Inspired by prior research on fractional calculus, we introduce new fractional integral and derivative operators: the $({\rho }_1,{\rho }_2,k_1,k_2,\phi )$-proportional integral and the $({\rho }_1,{\rho }_2,k_1,k_2,\phi )$-proportional Hilfer fractional derivative. Numerous previous studied fractional integrals and derivatives can be considered as particular instances of the novel operators introduced above.
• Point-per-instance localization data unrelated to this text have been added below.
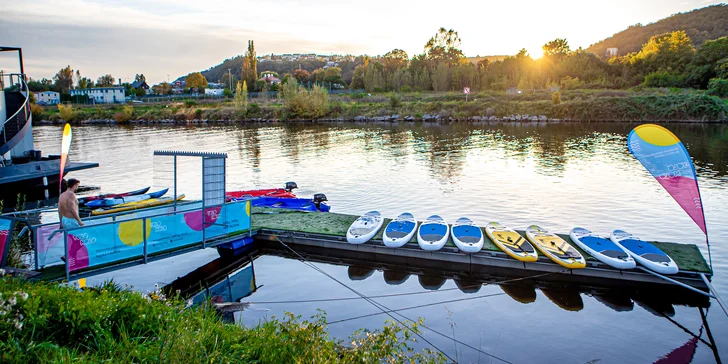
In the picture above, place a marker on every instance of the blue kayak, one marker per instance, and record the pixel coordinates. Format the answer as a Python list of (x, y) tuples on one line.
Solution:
[(299, 204), (109, 202)]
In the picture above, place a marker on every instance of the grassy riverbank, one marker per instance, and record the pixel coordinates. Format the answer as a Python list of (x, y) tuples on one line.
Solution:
[(45, 322), (580, 105)]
Some properties of the $({\rho }_1,{\rho }_2,k_1,k_2,\phi )$-proportional integral are discussed, including mapping properties, the generalized Laplace transform of the $({\rho }_1,{\rho }_2,k_1,k_2,\phi )$-proportional integral and $({\rho }_1,{\rho }_2,k_1,k_2,\phi )$-proportional Hilfer fractional derivative. The results obtained suggest that the most comprehensive formulation of this fractional calculus has been achieved. Under the guidance of the findings from earlier sections, we investigate the existence of mild solutions for the $({\rho }_1,{\rho }_2,k_1,k_2,\phi )$-proportional Hilfer fractional Cauchy problem. An illustrative example is provided to demonstrate the main results.